Now, that reply might work to solve the problem of the benevolent parent allowing his or her child to use a skateboard, but it utterly ignores the question of a God who is not only supposed to be benevolent, but also omnipotent. And in the case the camerlengo sites, the child is willful about the skateboarding. The interesting cases are when people who do everything their God has asked, yet great misfortune, even death come to them. An omnipotent God would know this an, were the God truly benevolent, wouldn’t seem to be able to allow this to happen.
In another place one of the theologians attacks the positions of science:
“Who is the God science?
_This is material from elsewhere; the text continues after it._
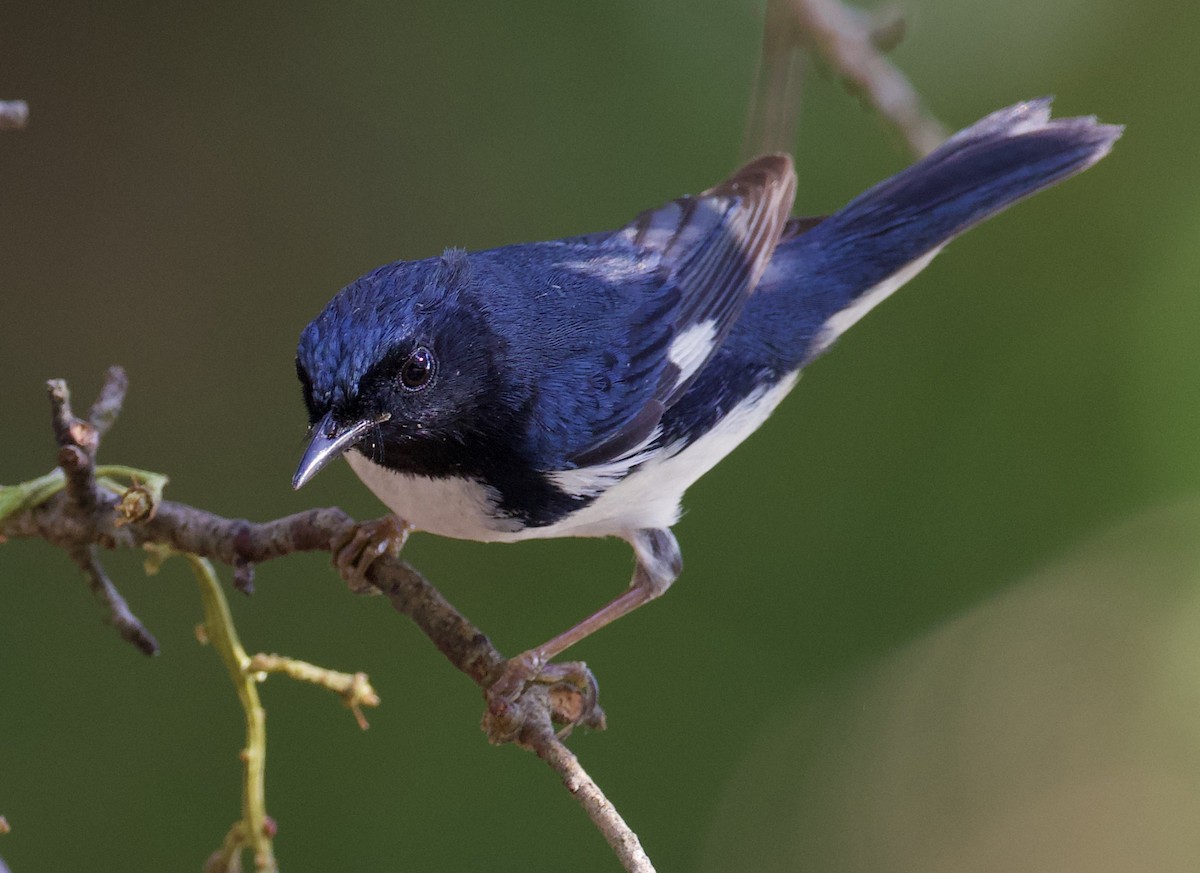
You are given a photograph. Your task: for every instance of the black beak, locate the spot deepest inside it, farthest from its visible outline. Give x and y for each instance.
(328, 441)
Who is the God who offers his people powers but no moral framework to tell you how to use that power? What kind of God gives a child fire but does not warn the child of its dangers? Science textbooks tell us how to create a nuclear reaction and yet they contain no chapter asking us if it is a good or bad idea.”
This too is a trivial reply. It already assumes what it asks, namely that there must be an absolute and external source of this knowledge. However, it is even THEOLOGICALLY possible that the human beings must choose what is morally good and acceptable in the face of a world where we humans do know for sure what the answers to such questions are.
The frustration for me with this sort of theological / philosophical argumentation which Brown presents is that he gives it the appearance of sophistication, but the discussions remain at the level of the trivial.
It leads me to suspect the same situation may well be true of the scientific questions involved, but that I’m just not sophisticated enough in science to know where the lack of seriousness occurs.
Despite these quarrels, the novel, while perhaps not intellectually exciting, is certainly an excellent thriller. I read the 571 page book in about 3 days, and that is reading with some serious attention, not racing. I kept wanting to know what would happen next, and spent hours in my comfortable reading chair, nice glass of wine next to me, and enjoyed being transported into a world of dangerous fiction which I’d never want to participate in, but had lots of fun reading about it.